Vodka? In a cake? If you don’t believe us, give this recipe for Sticky Orange, Chilli and Vodka Cake a shot.
170g/6 ozs softened butter
1 cup caster or superfine sugar
1 1/2 oranges
3 large eggs, separated
1/2 cup plain flour
1 cup almond meal/ground almonds
1/4 cup dessert wine
1/2 cup water
3/4 cup caster or superfine sugar
2-5 small mild dried chillies
2.5 tablespoons vodka
Preheat oven to 170C/340F. Line a 20cm spring-form tin with parchment paper on the base and sides.
Beat the butter and sugar until pale and fluffy. Finely grate the rind of one orange into the butter mix and beat lightly, then add the egg yolks, one at a time and then the dessert wine.
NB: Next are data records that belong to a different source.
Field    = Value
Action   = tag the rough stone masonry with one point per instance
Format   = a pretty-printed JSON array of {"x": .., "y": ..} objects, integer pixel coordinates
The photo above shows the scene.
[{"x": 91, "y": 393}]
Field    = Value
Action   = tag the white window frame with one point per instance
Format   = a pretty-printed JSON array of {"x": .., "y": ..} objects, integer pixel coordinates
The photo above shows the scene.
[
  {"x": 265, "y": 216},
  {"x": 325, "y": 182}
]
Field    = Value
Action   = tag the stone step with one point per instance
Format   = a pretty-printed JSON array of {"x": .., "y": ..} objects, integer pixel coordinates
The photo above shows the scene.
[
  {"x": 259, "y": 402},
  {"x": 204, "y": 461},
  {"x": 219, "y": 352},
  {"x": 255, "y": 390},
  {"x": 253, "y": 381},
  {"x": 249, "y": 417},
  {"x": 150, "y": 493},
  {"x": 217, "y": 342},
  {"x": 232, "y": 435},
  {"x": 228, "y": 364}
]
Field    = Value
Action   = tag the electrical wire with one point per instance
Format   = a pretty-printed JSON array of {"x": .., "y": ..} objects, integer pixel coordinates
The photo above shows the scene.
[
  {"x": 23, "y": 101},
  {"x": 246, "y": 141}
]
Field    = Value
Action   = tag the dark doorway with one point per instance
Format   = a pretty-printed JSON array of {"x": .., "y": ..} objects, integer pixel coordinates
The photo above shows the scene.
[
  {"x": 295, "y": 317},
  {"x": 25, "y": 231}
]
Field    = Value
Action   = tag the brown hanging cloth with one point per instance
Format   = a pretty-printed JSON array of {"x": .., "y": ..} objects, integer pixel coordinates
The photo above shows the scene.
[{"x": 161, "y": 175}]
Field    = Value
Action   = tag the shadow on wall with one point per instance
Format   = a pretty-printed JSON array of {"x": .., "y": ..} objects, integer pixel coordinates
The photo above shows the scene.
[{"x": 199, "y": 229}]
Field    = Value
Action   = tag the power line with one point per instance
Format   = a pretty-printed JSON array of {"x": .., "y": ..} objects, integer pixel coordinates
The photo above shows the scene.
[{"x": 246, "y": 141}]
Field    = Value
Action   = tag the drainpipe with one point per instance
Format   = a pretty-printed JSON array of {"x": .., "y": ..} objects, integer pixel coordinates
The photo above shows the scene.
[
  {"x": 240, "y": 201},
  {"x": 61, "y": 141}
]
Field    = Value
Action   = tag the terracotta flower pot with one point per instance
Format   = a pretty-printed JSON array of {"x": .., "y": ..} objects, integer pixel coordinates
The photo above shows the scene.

Add the flour and almond meal in two batches of each alternating between flour and almond meal.
Whisk the egg whites with a beater until you reach stiff peaks and then fold this into the mixture in two lots – the wet mixture is already quite heavy so you will end up deflating the cake mixture a bit but try and fold it in if you can.
Spoon into the prepared tin and bake for 45 minutes or until a skewer inserted comes out clean.
About 15 minutes before the cake is finished, start on the syrup. In a small saucepan add the water and sugar and the peeled zest from the one and a half oranges and the lemon.
Juice the oranges and lemon and add this to the sugar and water. Add the chilli and vodka and stir until sugar dissolved and then boil rapidly for about 5 minutes until it becomes a thick syrup. Keep the syrup warm and infuse the flavours until the cake is ready.
Remove cake from oven and place bottom side up on a serving plate. Prick all over using a skewer and while hot, spoon over the syrup, peel and chillis. Serve warm – the syrup will have seeped into the cake making it moist and sweet.